AMERICAN CIVIL LIBERTIES UNION OF MAINE FOUNDATION v. US CITIZENSHIP AND IMMIGRATION SERVICES

CourtDistrict Court, D. Maine
DecidedMay 31, 2022
Docket2:20-cv-00422
StatusUnknown

This text of AMERICAN CIVIL LIBERTIES UNION OF MAINE FOUNDATION v. US CITIZENSHIP AND IMMIGRATION SERVICES (AMERICAN CIVIL LIBERTIES UNION OF MAINE FOUNDATION v. US CITIZENSHIP AND IMMIGRATION SERVICES) is published on Counsel Stack Legal Research, covering District Court, D. Maine primary law. Counsel Stack provides free access to over 12 million legal documents including statutes, case law, regulations, and constitutions.

Bluebook
AMERICAN CIVIL LIBERTIES UNION OF MAINE FOUNDATION v. US CITIZENSHIP AND IMMIGRATION SERVICES, (D. Me. 2022).

Opinion

UNITED STATES DISTRICT COURT DISTRICT OF MAINE AMERICAN CIVIL LIBERTIES ) UNION OF MAINE FOUNDATION, ) ) Plaintiff ) ) v. ) 2:20-cv-00422-JAW ) UNITED STATES CITIZENSHIP ) AND IMMIGRATION SERVICES, ) ) Defendant ) RECOMMENDED DECISION ON MOTIONS FOR SUMMARY JUDGMENT Pursuant to the Freedom of Information Act (FOIA), 5 U.S.C. § 552, Plaintiff seeks disclosure of certain records concerning asylum applications processed by two of Defendant’s regional offices. (Complaint, ECF No. 1.) The parties filed cross motions for summary judgment. (Motions, ECF Nos. 32, 35.) Following a review of the summary judgment record and the parties’ arguments, I order Defendant to submit certain documents for in camera review, and I recommend the Court grant partial summary judgment in favor of Plaintiff as to some of the documents; and (2) grant partial summary judgment in favor of Defendant regarding other documents.
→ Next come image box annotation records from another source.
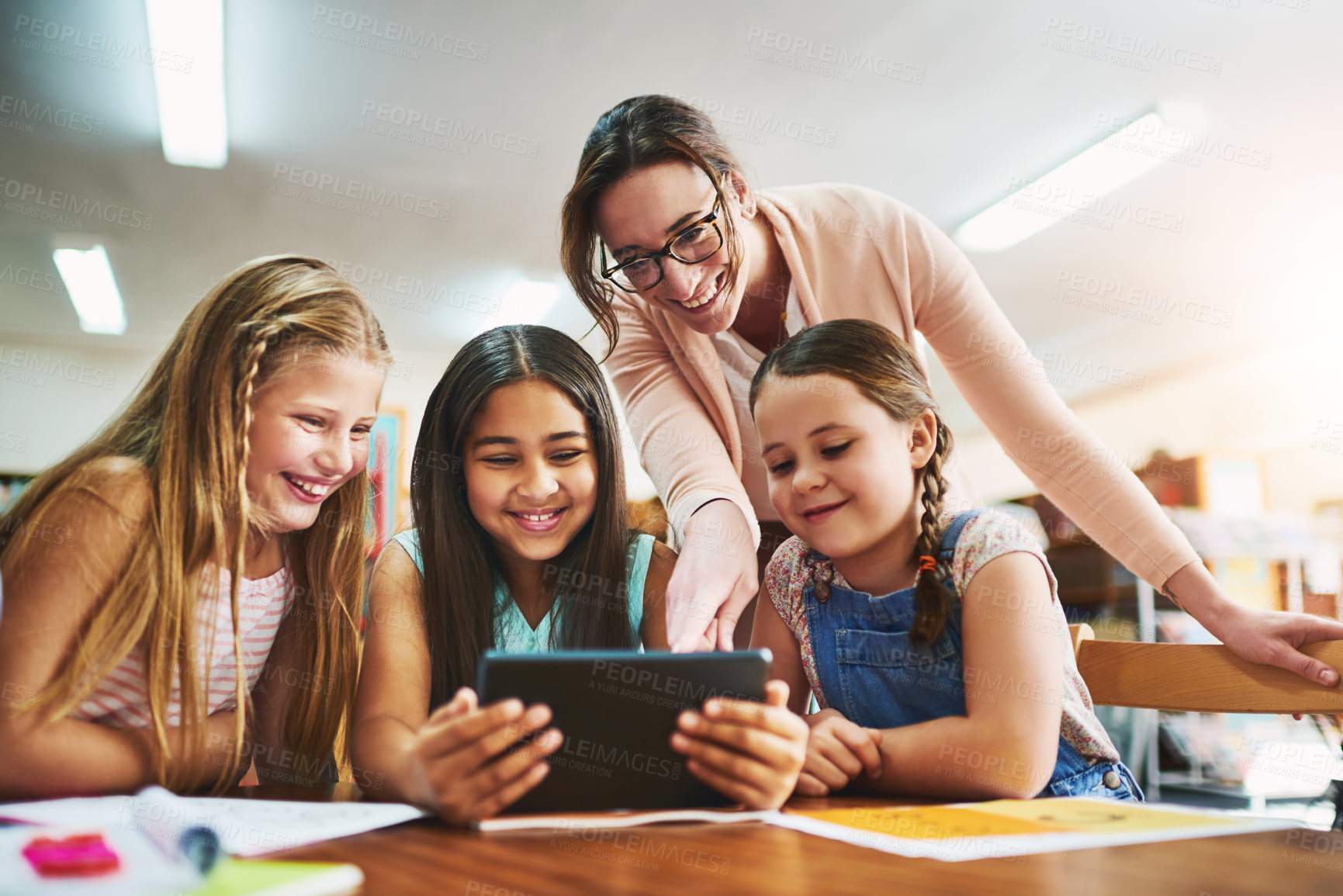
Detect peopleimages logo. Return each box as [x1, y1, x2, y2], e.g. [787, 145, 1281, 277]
[11, 16, 193, 74]
[0, 94, 102, 137]
[309, 4, 490, 62]
[270, 163, 452, 220]
[0, 345, 117, 389]
[0, 175, 154, 231]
LEGAL STANDARD “The court shall grant summary judgment if the movant shows that there is no genuine dispute as to any material fact and the movant is entitled to judgment as a matter of law.” Fed. R. Civ. P. 56(a). “After the moving party has presented evidence in support of its motion for summary judgment, ‘the burden shifts to the nonmoving party, with respect to each issue on which he has the burden of proof, to demonstrate that a trier of fact reasonably could find in his favor.’” Woodward v. Emulex Corp., 714 F.3d 632, 637 (1st Cir. 2013) (quoting Hodgens v. Gen. Dynamics Corp., 144 F.3d 151, 158 (1st Cir. 1998)).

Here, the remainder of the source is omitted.